Different types of dementia express cognitive, psychological, and emotional response losses in diverse ways. For example, those with frontal temporal dementia often display a complete lack of emotional response. They may appear cold, distant, and uncaring. Imagine expressing fear, frustration, or disappointment to your loved one only to be met with complete indifference to your feelings. In Alzheimer’s the loss is expressed more at the cognitive level. Spouses often remark about the difficulty in having an “adult” conversation or lacking a partner in the tasks of day to day living. Someone with Alzheimer’s who always took care of the finances or the household chores may lack the ability to execute those tasks any longer and their spouse is often left having to figure out how to take on these new responsibilities and the task of full-time caregiver. Lewy body dementia presents with wide fluctuations in cognition from moment to moment, often changing course mid-sentence. In one moment they make complete sense but suddenly they are nonsensical. Not knowing what is going to happen in any given moment can cause a great deal of uncertainty and spouses often report wondering if they are ever truly understood by their partner any longer. No matter the type of dementia, ambiguous loss is always a part of the journey and often not understood by close friends and family members.
Particularly in the early stages of dementia, a partner may appear “normal” to the outside world and even present well, masking their symptoms to doctors and mental health professionals. However, living with them and witnessing daily the changes in their behavior, spouses are often left feeling invalidated in their experience. This lack of validation from the outside world for a reality that exists leaves one wondering if their feelings are genuine and questioning the loss for themselves. This feeling is known as disenfranchised grief.

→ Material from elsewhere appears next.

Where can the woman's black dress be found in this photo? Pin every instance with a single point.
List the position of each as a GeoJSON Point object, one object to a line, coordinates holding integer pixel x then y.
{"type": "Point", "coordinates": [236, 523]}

Participation in a support group can often alleviate the feelings of disenfranchised grief by obtaining confirmation from others that their experience is valid and simply knowing they are not alone on their journey.
Many spouses and caregivers gather every bit of information they can on the dementia affecting their loved one. They want to know every aspect of the disease progression. How long will my partner continue to live with this disease? When will they lose functioning and in what areas? Will I be able to care for them at home or will I need to place them in a specialized memory care facility? Finding the answers to these questions present a dilemma. On the one hand they can prepare mentally for the losses that are to come, but on the other hand they may begin grieving the losses before they actually occur. This grieving process is known as anticipatory grief and can prevent enjoyment of experiences with the person who is still there.
Anyone who has experienced loss understands that grief is not linear and it is not uncommon to experience multiple types of grief at the same time. Finding support through groups, private counseling, mindfulness practice, or care management services are key to the self-care required to persist through the dementia journey.
Manteau-Rao, M. (2016). Being with grief. Caring for a loved one with dementia (pp. 36-39). Oakland, CA: New Harbinger Publications.